Today I was watching TV5 and saw a documentary “hidden camera” about women not allowed in public. It showed how in several neighborhoods in France women are unwelcome to walk in the street, especially if they are in a skirt and with make-up. They are also barred from cafés to have a coffee, where it is men only. The journalists had to stop at times as it became too dangerous.
I could not find back a link to this program, a pity because it is very well done.
Those women who dare come out are ejected. harassed and insulted. Obviously the neighborhoods are Muslim. The men say the women should stay at home.
Not only in France
This reality is often downplayed by the politicians and some naïve “human rights” people (in this respect they are a joke). It also happens in Belgium, especially in Brussels.
See: “Salope, pute, pétasse”: c’est dur d’être une femme en rue à Bruxelles (won’t translate those ugly words):
It shows the breakdown of our Western society but also explains why politicians like Marine Le Pen are coming up strongly while their policies are often rejected (as by me) for being simply racist.
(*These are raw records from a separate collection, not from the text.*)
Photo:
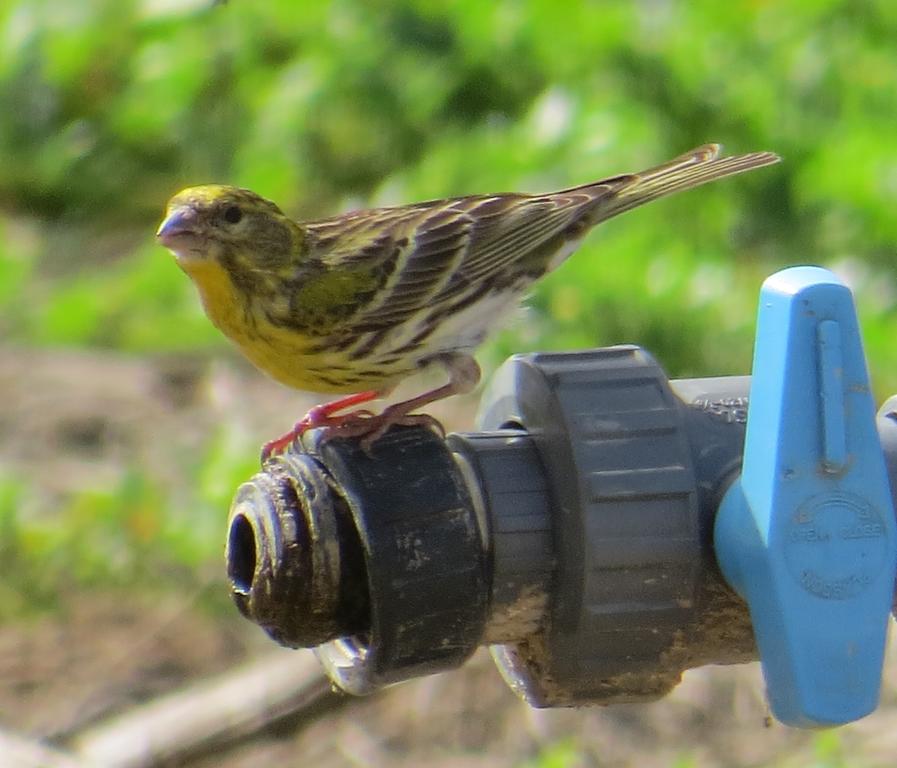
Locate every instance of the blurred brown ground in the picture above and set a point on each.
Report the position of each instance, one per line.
(75, 420)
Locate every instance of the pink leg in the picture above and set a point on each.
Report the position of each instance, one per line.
(464, 374)
(319, 416)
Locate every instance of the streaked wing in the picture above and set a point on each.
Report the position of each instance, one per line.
(438, 251)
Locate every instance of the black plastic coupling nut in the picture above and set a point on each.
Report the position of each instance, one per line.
(375, 557)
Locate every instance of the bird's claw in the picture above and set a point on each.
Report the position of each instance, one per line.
(360, 423)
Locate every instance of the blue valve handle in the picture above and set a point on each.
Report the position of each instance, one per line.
(807, 533)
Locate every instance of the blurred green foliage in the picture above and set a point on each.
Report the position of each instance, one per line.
(107, 107)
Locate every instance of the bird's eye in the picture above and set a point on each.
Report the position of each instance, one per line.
(233, 214)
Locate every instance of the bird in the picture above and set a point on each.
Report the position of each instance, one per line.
(355, 303)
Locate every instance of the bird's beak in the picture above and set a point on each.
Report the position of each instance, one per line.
(178, 222)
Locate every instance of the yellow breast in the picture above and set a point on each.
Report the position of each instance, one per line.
(283, 353)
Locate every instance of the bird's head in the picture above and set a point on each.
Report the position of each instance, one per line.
(229, 226)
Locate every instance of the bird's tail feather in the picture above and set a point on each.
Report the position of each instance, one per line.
(703, 164)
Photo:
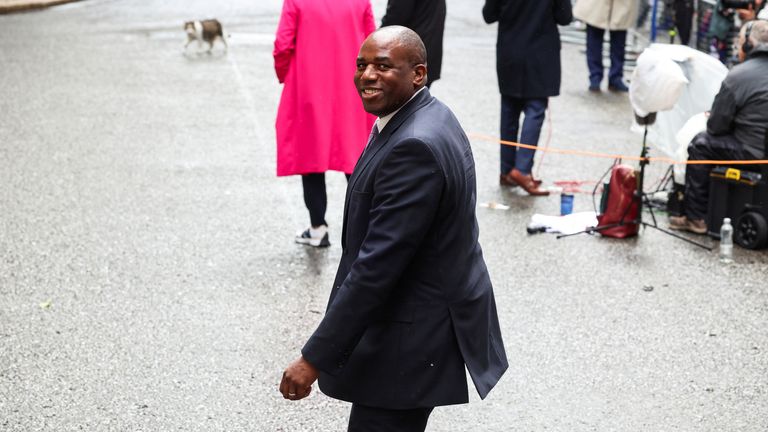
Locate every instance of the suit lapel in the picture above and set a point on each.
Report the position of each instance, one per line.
(373, 148)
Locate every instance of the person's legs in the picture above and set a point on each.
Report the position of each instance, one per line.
(510, 124)
(705, 147)
(616, 72)
(368, 419)
(316, 201)
(315, 197)
(535, 111)
(595, 56)
(684, 19)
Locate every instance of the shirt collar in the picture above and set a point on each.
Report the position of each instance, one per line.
(381, 122)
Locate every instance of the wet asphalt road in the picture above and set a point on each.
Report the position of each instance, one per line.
(149, 282)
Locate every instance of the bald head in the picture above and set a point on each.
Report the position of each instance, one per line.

If those “foreigners” (who often have a French or Belgian passport!) cannot accept our society and cannot show mutual respect and tolerance, they should leave.
They don’t belong.
Definition according to Wikipedia:
Misogyny is the hatred of, contempt for, or prejudice against women or girls. Misogyny can be manifested in numerous ways, including social exclusion, sex discrimination, hostility, androcentrism, patriarchy, male privilege, belittling of women, violence against women, and sexual objectification. Misogyny can occasionally be found within sacred texts of religions and mythologies, and various influential Western philosophers and thinkers have been described as misogynistic.
Obviously this is all unacceptable in our Western world.
(translation: Finally, about the the main issue, we are rather agreeing)
Some religions seem anti-women, but that mostly applies to the extremists; fortunately many religious people reject this discrimination, so we should not generalize.